Bu siyasetçi yaptığı konuşmada, ABD imalat sektörü satın alma yöneticisi endeksinin (PMI) üst üste üç aydır daralma bölgesinde olduğunu ve aynı zamanda küçük ve orta ölçekli işletmelerin karşılaştığı kredi faiz oranlarının %6,5'in üzerinde olduğunu belirtti. Bu yüksek faizi, ABD ekonomisinin boğazında bir taş gibi baskı yaptığını ifade etti.

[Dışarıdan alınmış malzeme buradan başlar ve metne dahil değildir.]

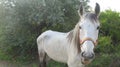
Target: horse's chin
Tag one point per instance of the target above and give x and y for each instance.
(86, 61)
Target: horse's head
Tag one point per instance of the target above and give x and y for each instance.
(88, 33)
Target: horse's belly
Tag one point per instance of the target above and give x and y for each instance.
(57, 52)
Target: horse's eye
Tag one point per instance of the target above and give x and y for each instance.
(80, 27)
(98, 27)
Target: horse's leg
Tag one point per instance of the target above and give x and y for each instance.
(42, 58)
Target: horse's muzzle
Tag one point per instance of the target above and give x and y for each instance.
(87, 58)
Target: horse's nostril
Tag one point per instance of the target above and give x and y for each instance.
(87, 55)
(92, 56)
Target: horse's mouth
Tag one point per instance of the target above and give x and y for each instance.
(85, 61)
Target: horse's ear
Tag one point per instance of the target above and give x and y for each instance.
(97, 9)
(80, 11)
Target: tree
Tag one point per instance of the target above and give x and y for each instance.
(26, 19)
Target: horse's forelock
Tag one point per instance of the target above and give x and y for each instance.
(91, 16)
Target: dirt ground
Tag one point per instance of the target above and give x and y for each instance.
(10, 64)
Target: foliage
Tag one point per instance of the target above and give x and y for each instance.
(111, 25)
(24, 20)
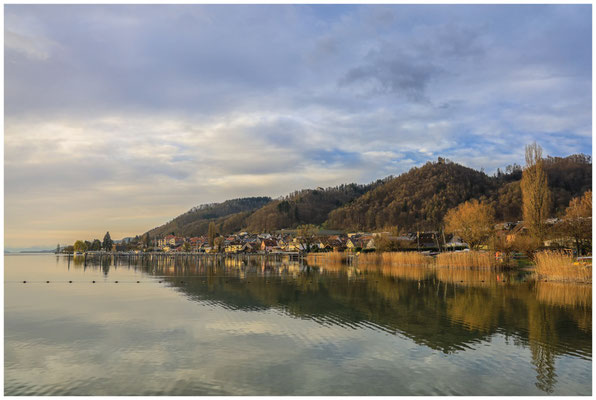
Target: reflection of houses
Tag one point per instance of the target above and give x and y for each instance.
(454, 242)
(517, 230)
(268, 245)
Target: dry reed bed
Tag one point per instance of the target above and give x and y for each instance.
(401, 258)
(559, 266)
(564, 294)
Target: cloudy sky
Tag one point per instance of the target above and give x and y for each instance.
(121, 117)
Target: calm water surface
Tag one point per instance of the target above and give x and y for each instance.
(236, 328)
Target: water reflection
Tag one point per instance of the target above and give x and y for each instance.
(448, 310)
(445, 309)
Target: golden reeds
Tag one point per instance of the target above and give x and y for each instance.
(564, 294)
(467, 259)
(560, 266)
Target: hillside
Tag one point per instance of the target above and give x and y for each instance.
(229, 216)
(420, 198)
(415, 200)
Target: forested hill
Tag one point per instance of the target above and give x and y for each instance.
(310, 206)
(420, 198)
(415, 200)
(229, 216)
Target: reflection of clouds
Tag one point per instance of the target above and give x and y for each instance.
(150, 339)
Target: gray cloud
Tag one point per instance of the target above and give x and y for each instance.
(128, 115)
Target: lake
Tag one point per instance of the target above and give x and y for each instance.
(231, 327)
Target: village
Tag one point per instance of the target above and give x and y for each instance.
(287, 240)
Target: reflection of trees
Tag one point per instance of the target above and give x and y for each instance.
(543, 339)
(431, 306)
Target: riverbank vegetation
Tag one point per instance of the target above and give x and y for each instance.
(557, 265)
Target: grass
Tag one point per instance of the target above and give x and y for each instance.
(560, 266)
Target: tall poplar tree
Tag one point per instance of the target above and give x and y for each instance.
(107, 242)
(536, 196)
(211, 232)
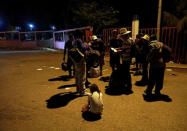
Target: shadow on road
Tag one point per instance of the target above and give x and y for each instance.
(90, 116)
(154, 98)
(61, 99)
(65, 86)
(61, 78)
(117, 91)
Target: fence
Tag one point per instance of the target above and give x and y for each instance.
(169, 35)
(51, 39)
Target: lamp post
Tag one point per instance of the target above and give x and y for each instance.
(159, 19)
(31, 26)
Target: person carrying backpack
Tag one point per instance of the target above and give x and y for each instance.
(158, 55)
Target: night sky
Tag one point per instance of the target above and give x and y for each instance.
(44, 14)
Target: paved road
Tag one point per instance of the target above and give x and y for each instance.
(34, 95)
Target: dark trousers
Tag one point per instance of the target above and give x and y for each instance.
(126, 74)
(114, 61)
(69, 65)
(145, 72)
(156, 78)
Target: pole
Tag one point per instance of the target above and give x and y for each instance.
(159, 19)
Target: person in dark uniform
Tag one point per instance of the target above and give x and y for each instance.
(125, 52)
(144, 50)
(98, 45)
(137, 44)
(69, 46)
(114, 56)
(159, 54)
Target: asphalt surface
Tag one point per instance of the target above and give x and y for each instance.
(35, 95)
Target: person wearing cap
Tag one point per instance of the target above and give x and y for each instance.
(159, 54)
(125, 53)
(137, 44)
(144, 50)
(114, 56)
(98, 45)
(69, 46)
(80, 64)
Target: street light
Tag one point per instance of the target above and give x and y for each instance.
(53, 27)
(31, 26)
(159, 19)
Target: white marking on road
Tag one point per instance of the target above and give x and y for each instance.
(39, 69)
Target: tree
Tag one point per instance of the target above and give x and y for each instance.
(95, 15)
(177, 16)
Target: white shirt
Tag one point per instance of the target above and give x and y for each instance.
(96, 102)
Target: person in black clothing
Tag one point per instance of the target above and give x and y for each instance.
(69, 46)
(137, 44)
(159, 54)
(114, 56)
(98, 45)
(144, 50)
(125, 53)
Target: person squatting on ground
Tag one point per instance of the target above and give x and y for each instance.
(98, 44)
(114, 56)
(159, 54)
(95, 101)
(125, 52)
(79, 63)
(143, 53)
(69, 46)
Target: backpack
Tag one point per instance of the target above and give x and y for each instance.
(75, 54)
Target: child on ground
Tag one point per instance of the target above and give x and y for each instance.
(95, 101)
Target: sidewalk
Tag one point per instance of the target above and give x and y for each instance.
(175, 65)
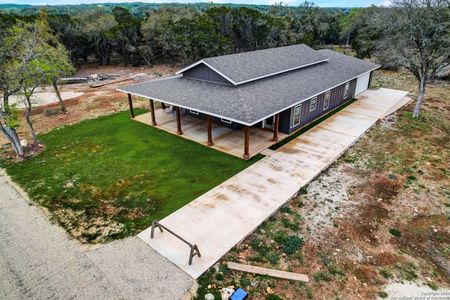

O, uluslararası sahneye de göz attı ve diğer ekonomik sistemlerin para politikalarını karşılaştırdı. Bu yılın ilk yarısında Euro Bölgesi Merkez Bankası'nın iki kez faiz indirdiğini, İngiltere ve Japonya'nın da ihracatı teşvik etmek için genişletici politikalar benimsediğini belirtti. Buna karşılık, Federal Rezerv'in yüksek faiz oranlarını korumaya çalıştığını ve bunun da doların değer kazanmasına yol açarak, ABD'nin otomobil ve tarım ürünlerinin uluslararası pazardaki rekabet gücünü zayıflattığını düşünüyor.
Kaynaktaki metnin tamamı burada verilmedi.